Verilmeyen Bir Söz Hakkı Sonrası Mez Gazinosu'nda Başlayan Aşk Hikayesi: Göztepe Spor Kulübü

İzmir-Aydın arasına döşenmiş rayların üzerinde kara dumanlarını gökyüzüne üfürerek ilerliyor, henüz iki yaşındaki Cumhuriyet’in medarıiftiharlarından olan bir tren…

Öyleydi ya, dört baştan demir ağlarla örülecek koca yurdun ilk adımları atılmış, kurulan Cumhuriyet’in ilanı bir yandan, İzmir’in işgal sonrası kalıntılarının temizliği diğer yandan devam ediyordu.

İşte bu sırada, bahsi geçen trenin içindeki beylerin derdi ise bambaşkaydı. Aydın’da düzenlenen bir futbol şenliğine katılan Altay takımının yöneticilerinden olan Ferit Bey, kendisine ayrılmış kompartımanın en köşesine oturmuş, bir elini kontrolsüzce salladığı dizinin üzerine koymuş diğer eliyle de sigarasından derin nefesler çekiyordu. Pek hayra alamet olmayan bu vaziyetin farkında olan arkadaşlarından kimisi onun fevri bir çıkış yapmasını engellemek için tetikte bekliyor, kimisi ise hiç oralı bile olmuyordu.

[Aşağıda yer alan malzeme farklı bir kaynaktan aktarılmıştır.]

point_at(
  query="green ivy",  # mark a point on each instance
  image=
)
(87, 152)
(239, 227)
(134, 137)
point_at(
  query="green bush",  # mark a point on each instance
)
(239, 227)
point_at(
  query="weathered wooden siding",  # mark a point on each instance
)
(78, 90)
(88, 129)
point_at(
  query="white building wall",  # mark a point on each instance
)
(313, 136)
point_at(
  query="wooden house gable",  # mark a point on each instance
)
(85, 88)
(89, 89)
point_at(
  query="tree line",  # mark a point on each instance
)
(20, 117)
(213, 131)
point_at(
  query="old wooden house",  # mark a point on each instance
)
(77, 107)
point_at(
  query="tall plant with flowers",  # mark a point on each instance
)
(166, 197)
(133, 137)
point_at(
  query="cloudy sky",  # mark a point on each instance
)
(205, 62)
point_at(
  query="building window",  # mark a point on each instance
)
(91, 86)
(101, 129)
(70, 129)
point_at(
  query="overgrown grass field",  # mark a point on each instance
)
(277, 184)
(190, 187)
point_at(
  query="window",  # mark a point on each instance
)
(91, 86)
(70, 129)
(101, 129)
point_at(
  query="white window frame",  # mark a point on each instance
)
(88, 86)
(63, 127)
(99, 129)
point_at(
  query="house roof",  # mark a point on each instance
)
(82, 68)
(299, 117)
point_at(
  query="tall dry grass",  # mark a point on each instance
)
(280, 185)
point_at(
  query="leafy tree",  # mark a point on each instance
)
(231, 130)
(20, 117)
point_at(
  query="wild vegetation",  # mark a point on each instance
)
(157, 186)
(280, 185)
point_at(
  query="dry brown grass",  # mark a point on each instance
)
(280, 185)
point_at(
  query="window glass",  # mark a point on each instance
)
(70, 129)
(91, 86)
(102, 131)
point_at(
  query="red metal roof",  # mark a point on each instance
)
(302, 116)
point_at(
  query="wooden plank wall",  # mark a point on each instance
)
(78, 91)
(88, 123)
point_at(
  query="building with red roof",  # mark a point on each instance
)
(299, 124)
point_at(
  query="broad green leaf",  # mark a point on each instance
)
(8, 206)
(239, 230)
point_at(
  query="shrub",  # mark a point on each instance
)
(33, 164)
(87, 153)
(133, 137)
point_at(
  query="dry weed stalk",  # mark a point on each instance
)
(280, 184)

Daha fazla dayanamadı Ferit Bey. Sigarasını hızlıca dudaklarına götürdü, bir nefes çekip ağzında fazla tutmadığı dumanını hızlıca üfleyerek yanındakilere döndü: “Siz beni Aydın’da çok mahcup bir duruma düşürdünüz. İki kelamımı çok gören böyle bir eşrafın içinde benim daha fazla kalabilmem ne mümkün!” Böyle bir çıkışı kimse beklemiyordu.

Ferit Bey, Aydın’daki spor müsabakaları sırasında kendisine söz hakkı verilmemesine içerlemiş ve bir nevi istifasını vermişti.

Onu haklı bulan dostları da bu kararını desteklemekten geri kalmayarak farkında olmadan bir tren kompartımanında temelleri atılan ilk futbol kulübünün kurucu üyeleri olmuşlardı. Tren İzmir’e geldikten sonra Ferit Bey ve arkadaşlarının durağı doğruca vapur iskelesi oldu.

Mez Gazinosu'nda eğlence başlamadan, yeni bir futbol takımı kurulacaktı. Adı da, Göztepe olacaktı!

Bugünlerde Süper Lig’de yer alan Göztepe’nin kuruluş hikâyesi işte böyle sevgili dostlar. Film olacak bir hikâye ile kurulan ve neredeyse Cumhuriyet’le yaşıt olan Göztepe takımı, takip eden yıllarda öyle şeyler yaşadı ki 3 farklı nesil, 3 farklı tecrübe ile büyüdü desek yeridir. Bugün 20’lerinde olan bir Göztepeli ile 80’lerinde olan bir Göztepelinin sarı kırmızıya bakınca hissettikleri arasındaki fark için Toroslar mı yoksa Beydağları mı uygun olur diye karar vermek güçtür. Güç olan bir başka şey ise, onca yaşanana rağmen bu insanların Göztepe’yi nasıl bu kadar sevdiğini anlamaktır herhalde...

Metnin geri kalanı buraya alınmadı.